Representative Eric Swalwell says he sees a way that the Democrats can retain both the House and Senate in the midterms.
SLADE: I'm going to give you a very, very short, five-word sentence here. Will Democrats keep the house?
SLADE: All right, expand on that. Is it going to be close? What do you think's going to happen?
SWALWELL: It's a jump ball right now. There's no doubt, and you're going to see probably 20 to 25 races decided by, you know, twenty five hundred votes or fewer. It is close. This is not an election about the undecided voter, I think Americans, since Donald Trump came on the scene have, you know, very much decided what they believe in or what they don't believe.
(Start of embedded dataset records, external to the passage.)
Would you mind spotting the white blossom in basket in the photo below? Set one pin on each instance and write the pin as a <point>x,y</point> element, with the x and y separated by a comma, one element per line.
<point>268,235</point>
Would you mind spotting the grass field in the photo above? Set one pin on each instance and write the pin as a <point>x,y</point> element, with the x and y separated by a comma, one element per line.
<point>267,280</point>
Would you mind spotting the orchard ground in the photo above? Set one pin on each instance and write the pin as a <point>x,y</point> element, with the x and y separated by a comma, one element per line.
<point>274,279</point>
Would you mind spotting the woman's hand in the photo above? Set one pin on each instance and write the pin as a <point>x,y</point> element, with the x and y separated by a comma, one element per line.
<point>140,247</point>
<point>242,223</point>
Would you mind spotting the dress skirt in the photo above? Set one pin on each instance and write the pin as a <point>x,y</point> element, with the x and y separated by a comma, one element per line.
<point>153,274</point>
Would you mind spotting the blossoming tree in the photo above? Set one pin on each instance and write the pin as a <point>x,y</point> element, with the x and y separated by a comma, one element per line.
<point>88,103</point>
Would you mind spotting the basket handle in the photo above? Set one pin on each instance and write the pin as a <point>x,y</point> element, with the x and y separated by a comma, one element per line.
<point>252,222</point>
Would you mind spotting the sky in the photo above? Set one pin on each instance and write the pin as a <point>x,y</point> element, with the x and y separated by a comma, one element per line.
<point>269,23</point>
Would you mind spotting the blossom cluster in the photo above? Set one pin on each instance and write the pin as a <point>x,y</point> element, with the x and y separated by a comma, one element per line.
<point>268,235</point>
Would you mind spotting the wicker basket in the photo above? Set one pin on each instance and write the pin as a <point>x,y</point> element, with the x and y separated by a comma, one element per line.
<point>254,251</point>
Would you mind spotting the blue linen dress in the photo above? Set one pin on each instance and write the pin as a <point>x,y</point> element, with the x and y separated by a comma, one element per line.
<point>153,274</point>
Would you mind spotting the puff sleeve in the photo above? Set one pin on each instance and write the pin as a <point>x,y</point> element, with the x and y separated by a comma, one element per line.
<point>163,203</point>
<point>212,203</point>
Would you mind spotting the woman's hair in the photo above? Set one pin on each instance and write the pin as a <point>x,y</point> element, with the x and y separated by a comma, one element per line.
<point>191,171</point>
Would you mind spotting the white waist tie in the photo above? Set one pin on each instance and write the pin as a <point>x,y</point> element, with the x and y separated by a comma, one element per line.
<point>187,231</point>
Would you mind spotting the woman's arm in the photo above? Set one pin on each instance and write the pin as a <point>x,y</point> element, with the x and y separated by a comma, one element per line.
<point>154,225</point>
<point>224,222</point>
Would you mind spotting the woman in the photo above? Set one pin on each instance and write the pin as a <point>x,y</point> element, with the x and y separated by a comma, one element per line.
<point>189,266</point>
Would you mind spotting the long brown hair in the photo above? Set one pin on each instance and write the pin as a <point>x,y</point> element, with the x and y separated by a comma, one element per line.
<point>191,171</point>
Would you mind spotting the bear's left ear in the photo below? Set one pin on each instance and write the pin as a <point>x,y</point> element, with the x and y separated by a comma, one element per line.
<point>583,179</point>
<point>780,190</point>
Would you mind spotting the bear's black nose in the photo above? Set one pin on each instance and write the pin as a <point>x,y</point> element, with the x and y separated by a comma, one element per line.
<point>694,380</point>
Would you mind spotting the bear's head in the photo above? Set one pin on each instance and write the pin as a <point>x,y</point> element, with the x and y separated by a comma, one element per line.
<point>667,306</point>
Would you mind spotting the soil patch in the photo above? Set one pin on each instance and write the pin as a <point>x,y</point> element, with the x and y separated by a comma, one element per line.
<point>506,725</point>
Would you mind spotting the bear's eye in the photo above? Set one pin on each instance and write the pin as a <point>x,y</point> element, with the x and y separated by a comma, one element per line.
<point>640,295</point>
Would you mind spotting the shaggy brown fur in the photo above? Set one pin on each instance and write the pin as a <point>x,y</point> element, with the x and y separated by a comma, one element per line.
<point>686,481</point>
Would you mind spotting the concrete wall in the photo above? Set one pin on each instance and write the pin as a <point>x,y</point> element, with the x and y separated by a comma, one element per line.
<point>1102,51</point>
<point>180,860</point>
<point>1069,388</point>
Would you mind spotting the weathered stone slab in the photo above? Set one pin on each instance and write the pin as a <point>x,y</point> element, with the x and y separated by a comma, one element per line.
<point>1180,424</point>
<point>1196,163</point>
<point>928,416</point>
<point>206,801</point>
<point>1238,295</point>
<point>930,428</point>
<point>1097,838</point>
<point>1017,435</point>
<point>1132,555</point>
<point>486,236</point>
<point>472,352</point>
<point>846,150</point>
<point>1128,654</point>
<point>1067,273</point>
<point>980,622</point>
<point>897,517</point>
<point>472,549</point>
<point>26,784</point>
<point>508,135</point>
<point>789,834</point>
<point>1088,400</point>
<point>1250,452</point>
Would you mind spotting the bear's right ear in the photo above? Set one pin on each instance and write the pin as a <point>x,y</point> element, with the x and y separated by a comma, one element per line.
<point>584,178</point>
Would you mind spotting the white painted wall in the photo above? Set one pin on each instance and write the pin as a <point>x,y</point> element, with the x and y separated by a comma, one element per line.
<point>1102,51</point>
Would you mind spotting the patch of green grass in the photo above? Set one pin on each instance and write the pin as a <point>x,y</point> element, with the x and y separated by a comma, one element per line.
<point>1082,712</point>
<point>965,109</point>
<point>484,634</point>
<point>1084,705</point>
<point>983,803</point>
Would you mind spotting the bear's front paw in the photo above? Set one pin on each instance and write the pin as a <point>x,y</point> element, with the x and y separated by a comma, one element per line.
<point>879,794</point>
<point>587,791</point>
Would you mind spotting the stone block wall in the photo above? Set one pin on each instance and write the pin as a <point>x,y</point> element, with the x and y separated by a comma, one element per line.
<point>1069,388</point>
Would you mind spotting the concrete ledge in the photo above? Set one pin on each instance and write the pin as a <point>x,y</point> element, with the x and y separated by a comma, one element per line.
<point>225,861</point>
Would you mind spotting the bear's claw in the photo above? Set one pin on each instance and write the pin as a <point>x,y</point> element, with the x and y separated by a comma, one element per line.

And so this is about, you know, who can turn out their voters and I'm looking at the early voting numbers in Arizona, in Georgia, and especially in California. And this is going to be a turnout that exceeds any midterm election in our lifetime. And I think that endures in the favor of Democrats. And so, I am not in that bed-wetting lot that thinks that oh, this is a bad election for Democrats or we’re down one day, and one poll and so we should just, you know, roll it up. You don't see those emails from me that you know, the sky is falling, you know, walk away, fold up the campaign tent. No, we don't do that. I think optimism begets optimism and for what we've done legislatively for, how we can contrast ourselves with, you know, the land of misfit toys that they put up on the other side as candidates. We have, every reason to be optimistic that we can hold both the House and the Senate. I'm also realistic that, you know, this is not a blue wave that we’re probably going to see. But there's there's a bridge to keeping, you know, the majorities in both houses and I think we can get across.